/Linux-kernel-overview

A general overview of a kernel and why the Linux kernel stands out.

Linux-kernel-overview

A general overview of a kernel and why the Linux kernel stands out.

The kernel overview

Introduction

The kernel is the central layer of an operating system (OS) - controlling the resources of the machine such as the CPU, the memory and the devices - this central component of a computer system is responsible for 'running' or 'executing' programs. The kernel takes responsibility for deciding at any time which of the many running programs should be allocated to the processor or processors.

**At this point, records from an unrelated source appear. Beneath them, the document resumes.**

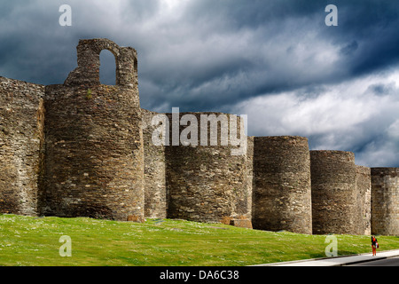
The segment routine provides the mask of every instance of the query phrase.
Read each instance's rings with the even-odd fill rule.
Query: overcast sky
[[[62,83],[79,39],[106,37],[137,51],[144,108],[247,114],[248,135],[305,136],[356,164],[399,167],[398,13],[386,0],[2,1],[0,75]],[[101,52],[103,83],[113,60]]]

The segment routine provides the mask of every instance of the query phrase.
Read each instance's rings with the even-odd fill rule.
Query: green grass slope
[[[61,256],[61,236],[71,256]],[[336,235],[338,254],[371,252],[370,236]],[[380,249],[399,237],[379,236]],[[90,218],[0,215],[0,265],[242,266],[325,256],[323,235],[148,219],[144,224]]]

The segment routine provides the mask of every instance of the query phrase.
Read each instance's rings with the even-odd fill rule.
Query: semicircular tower
[[[399,236],[398,168],[372,168],[372,233]]]
[[[310,151],[313,233],[357,234],[360,220],[355,154]]]
[[[99,83],[99,53],[115,56],[116,84]],[[78,67],[45,91],[43,214],[144,218],[144,154],[137,52],[81,40]]]
[[[221,113],[168,116],[168,217],[225,224],[233,218],[250,219],[246,137],[240,117]],[[231,143],[231,134],[240,143]]]
[[[306,138],[255,137],[253,186],[254,229],[312,233]]]

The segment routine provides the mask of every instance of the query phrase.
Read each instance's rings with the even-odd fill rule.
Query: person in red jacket
[[[372,236],[372,256],[377,256],[377,248],[379,248],[379,242],[375,236]]]

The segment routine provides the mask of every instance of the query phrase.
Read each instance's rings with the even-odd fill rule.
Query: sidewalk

The shell interface resides between the users and the kernel, it has a layer of utilities or useful programs such as editors, compilers for programming languages and programs that you write yourself.

Types of kernels

The types of kernels are defined according to the code being execucted in the hardware's priviledged mode, also defined as the total volume of the kernel code.

a) Microkernel

A microkernel provides minimal services, such as defining memory address spaces, interprocess communication (IPC) and process management. All other functions, such as hardware management, are implemented as processes running independently of the kernel.

b) Monolithic

Monolithic kernels contain all the OS core functions and the device drivers (small programs that allow the OS to interact with hardware devices, such as disk drives, video cards and printers). In a monolithic kernel, all OS services run along with the main kernel thread, thus also residing in the same memory area. This approach provides rich and powerful hardware access.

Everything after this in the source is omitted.